Follow the steps of a study conducted by Google and the Idiap Research Institute in Switzerland that describes two machine learning models, a speaker recognition network and a spectrogram masking network, which together “significantly” reduced the error rate Speech Recognition Words (WER) on Multilayer Signals Elsewhere, the tech giants, including Alibaba and Microsoft, have invested a lot of time and resources in solving the sound separation problem.
As Google Research scientists John Hershey, Scott Wisdom, and Hakan Erdogan explain in a blog post, most sound separation models assume that the number of sounds in a mix is static, and they separate mixes from a small number sound types (such as speech versus non-speech) or different instances of the same sound type (such as a first speaker versus a second speaker). The FUSS dataset shifts the focus to the more general problem of separating a variable number of arbitrary sounds from each other.
To this end, the FUSS dataset includes a diverse set of sounds, a realistic room simulator, and code to mix these elements to get audio from multiple sources and multiple classes with the fundamental truth. By searching FreeSound.org audio clips filtered to exclude those that are not human-separable when mixed, Google researchers compiled 23 hours of audio consisting of 12,377 useful mixing sounds, of which they generated 20,000 training mixes. an AI model, 1,000 mixtures to validate it and 1,000 mixtures to evaluate it.
The researchers say they developed their own room simulator using Google’s TensorFlow machine learning framework, which generates the impulse response of a box-shaped room with “frequency-dependent” reflective properties given a sound source and location. microphone. FUSS ships with the pre-calculated room boost responses used for each audio sample, along with the mix code. This is complemented by a masking and pre-training based separation model that can reconstruct mixtures from multiple sources with high precision.

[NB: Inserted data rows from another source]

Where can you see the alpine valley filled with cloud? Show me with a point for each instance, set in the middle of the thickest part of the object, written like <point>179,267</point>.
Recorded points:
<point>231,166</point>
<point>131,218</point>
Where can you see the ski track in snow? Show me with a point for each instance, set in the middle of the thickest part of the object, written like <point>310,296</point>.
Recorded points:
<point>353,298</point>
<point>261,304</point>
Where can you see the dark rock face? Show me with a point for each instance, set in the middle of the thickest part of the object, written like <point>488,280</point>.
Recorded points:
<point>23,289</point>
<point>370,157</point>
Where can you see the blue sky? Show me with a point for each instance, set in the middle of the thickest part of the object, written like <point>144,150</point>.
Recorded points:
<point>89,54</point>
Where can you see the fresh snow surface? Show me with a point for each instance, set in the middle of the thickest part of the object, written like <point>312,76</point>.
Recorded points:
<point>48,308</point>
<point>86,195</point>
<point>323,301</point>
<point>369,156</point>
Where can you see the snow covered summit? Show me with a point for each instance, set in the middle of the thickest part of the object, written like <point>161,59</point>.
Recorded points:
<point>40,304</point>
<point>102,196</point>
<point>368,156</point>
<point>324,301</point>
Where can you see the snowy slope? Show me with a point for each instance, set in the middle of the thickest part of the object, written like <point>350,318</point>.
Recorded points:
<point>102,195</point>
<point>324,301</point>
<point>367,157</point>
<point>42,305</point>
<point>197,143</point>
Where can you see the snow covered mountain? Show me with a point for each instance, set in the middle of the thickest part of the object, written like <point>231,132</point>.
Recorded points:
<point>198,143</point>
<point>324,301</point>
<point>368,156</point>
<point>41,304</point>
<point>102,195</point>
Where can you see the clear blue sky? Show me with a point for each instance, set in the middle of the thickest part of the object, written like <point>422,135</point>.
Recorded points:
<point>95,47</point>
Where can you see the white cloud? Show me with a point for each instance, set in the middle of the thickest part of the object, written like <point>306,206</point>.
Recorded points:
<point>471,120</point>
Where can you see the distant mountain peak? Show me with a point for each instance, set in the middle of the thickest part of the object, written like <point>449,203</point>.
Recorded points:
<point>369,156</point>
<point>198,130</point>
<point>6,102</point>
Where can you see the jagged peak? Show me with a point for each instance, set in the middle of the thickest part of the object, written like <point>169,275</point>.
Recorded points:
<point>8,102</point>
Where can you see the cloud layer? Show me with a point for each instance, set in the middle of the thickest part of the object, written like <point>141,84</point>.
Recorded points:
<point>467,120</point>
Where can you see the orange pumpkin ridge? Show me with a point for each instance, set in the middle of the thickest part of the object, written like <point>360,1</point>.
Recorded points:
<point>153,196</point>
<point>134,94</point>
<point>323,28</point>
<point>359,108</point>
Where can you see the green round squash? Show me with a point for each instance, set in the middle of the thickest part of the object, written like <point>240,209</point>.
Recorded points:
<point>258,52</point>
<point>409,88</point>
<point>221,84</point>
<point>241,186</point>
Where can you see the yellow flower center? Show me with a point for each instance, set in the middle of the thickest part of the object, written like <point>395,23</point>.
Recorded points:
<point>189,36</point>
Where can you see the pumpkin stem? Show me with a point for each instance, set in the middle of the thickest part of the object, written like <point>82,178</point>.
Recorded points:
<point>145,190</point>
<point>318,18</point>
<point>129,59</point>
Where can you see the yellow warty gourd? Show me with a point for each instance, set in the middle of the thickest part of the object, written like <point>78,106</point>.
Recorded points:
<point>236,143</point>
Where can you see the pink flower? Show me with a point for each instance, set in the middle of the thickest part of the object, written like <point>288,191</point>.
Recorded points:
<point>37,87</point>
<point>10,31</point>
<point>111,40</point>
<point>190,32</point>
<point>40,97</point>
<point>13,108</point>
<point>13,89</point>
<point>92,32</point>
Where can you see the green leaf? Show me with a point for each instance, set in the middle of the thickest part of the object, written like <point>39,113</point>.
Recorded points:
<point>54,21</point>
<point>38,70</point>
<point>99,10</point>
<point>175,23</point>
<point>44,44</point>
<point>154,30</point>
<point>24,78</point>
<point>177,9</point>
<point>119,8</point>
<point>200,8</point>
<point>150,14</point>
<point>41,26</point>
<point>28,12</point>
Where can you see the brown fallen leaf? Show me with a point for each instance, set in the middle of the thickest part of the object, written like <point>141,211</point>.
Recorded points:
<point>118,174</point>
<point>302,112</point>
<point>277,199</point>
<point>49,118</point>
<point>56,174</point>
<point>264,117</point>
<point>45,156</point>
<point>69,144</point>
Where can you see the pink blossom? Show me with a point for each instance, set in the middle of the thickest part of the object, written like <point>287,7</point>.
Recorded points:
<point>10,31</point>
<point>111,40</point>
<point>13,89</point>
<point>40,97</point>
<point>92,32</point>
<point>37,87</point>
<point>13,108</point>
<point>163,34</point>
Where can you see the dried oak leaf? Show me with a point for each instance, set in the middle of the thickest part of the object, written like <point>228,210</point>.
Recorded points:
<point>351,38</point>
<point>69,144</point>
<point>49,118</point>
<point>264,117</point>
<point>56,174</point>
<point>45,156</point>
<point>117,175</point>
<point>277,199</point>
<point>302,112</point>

The Google team plans in the future to release the code for the room simulator and extend the simulator to address more computationally expensive acoustic properties, as well as materials with different reflective properties and novel room shapes. “Our hope is [the FUSS data set] it will lower the barrier to new research and, in particular, enable rapid iteration and the application of novel techniques from other machine learning domains to the sound separation challenge, “wrote Hershey, Wisdom and Erdogan.
The FUSS dataset is available on GitHub, and will be used in the DCASE challenge as a component of the Sound Event Detection and Separation Task of the Institute of Electrical and Electronics Engineers (IEEE). The released sound separation model will serve as the basis for this competition and a benchmark to demonstrate progress in future experiments.